The following active brands operate under the Traton Group:

| Brand | Origin | Established | CEO |
|---|---|---|---|
| Scania | Sweden | 1911 | Christian Levin |
| MAN | Germany | 1893 | Alexander Vlaskamp |
| Neoplan | Germany | 1935 | Alexander Vlaskamp |
| International | United States | 1902 | Mathias Carlbaum |
| IC Bus | United States | 2002 | Mathias Carlbaum |
| Volkswagen Truck & Bus | Brazil | 1981 | Roberto Cortes |

== Subsidiaries and Services ==

=== Scania ===
Scania AB makes trucks for long-distance and distribution traffic, construction sites, and special areas, including autonomous trucks for enclosed areas. City and intercity buses, and coaches complete the product portfolio. In 2025, the brand sold 94,073 vehicles – 87,588 trucks and 6,485 buses.

=== MAN ===
MAN Truck & Bus has medium- and heavy-duty trucks for long-haul and distribution transport, as well as for construction sites and special applications. In addition to urban, intercity, and touring coaches of the MAN and Neoplan brands, the TGE light transporter completes the range of models on offer. In 2025, MAN sold 99,961 vehicles, including 63,296 trucks, 7,002 buses and 31,344 crafters. In 2025, sales revenue of the MAN Truck & Bus operating unit was 14.1 billion euros.

=== International ===
International Motors produces heavy trucks under the International brand, and buses under the IC Bus brand. On 1 July 2021, International (at the time known as Navistar) became a wholly owned subsidiary of Traton SE, and therefore part of the Traton Group.

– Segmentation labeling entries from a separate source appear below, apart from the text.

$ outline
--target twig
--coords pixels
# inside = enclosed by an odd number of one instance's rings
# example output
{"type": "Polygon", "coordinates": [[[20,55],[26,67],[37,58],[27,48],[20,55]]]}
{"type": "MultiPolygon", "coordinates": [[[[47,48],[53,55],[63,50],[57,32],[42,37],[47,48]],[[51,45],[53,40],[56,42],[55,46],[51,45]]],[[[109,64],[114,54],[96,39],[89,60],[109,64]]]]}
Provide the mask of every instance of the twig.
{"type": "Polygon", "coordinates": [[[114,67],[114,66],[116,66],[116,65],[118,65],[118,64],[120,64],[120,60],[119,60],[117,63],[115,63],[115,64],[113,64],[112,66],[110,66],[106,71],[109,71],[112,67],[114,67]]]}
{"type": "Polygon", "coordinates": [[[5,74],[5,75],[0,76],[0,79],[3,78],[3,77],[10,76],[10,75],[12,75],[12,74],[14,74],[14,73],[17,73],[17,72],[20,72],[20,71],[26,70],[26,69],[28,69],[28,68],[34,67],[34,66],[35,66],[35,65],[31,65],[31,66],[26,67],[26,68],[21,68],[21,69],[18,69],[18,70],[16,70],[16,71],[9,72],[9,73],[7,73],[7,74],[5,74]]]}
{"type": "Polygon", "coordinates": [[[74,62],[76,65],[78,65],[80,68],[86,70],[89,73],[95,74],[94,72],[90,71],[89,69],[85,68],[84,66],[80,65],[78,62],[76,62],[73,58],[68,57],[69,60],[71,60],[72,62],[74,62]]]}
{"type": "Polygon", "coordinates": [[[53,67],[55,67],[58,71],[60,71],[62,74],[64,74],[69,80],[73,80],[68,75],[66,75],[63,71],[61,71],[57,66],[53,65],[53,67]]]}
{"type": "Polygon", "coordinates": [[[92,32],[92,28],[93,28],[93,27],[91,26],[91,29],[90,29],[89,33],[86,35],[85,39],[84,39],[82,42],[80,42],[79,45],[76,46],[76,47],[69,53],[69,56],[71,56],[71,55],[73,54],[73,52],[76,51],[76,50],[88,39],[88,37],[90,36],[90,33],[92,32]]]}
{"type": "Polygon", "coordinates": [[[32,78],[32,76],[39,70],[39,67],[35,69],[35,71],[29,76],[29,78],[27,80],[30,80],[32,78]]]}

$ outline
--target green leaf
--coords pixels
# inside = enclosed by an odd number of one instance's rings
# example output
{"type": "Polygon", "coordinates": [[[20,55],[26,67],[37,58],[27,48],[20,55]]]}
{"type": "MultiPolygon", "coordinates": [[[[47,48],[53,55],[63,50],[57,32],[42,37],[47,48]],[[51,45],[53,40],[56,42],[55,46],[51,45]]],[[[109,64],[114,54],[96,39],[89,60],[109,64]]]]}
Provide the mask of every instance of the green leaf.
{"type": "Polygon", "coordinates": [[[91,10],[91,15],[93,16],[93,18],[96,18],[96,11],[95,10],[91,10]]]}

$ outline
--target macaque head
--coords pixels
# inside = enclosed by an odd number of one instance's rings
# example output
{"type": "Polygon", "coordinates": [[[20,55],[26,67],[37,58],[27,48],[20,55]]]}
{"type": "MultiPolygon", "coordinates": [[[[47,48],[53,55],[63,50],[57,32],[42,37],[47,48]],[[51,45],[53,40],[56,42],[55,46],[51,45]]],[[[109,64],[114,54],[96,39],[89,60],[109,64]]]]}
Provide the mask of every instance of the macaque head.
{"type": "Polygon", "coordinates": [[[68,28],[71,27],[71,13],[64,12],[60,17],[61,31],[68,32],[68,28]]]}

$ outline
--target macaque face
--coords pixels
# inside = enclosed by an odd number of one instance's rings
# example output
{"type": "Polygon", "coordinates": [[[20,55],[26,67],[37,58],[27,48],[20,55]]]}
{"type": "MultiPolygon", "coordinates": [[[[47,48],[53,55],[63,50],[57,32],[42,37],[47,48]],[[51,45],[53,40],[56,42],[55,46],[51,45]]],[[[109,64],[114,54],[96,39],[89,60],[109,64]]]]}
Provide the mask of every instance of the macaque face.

=== Volkswagen Truck & Bus ===
Volkswagen Truck & Bus specializes in developing markets. It has light-, medium-, and heavy-duty trucks for long-distance and distribution transport, construction sites, and special areas. City and intercity buses and coaches are also available. In 2025, it sold a total of 42,988 vehicles.

=== Traton Financial Services ===
Traton Financial Services is Traton's captive finance business, providing financial and insurance products and other services under the following customer facing brands:
- Scania Financial Services
- MAN Financial Services
- International Financial
- Volkswagen Truck & Bus Financial Services

=== RIO ===
RIO is the digital services brand of Traton.

=== Traton Charging Solutions ===
Traton Charging Solutions offers access to a network of public charging locations for electric commercial vehicles across Europe.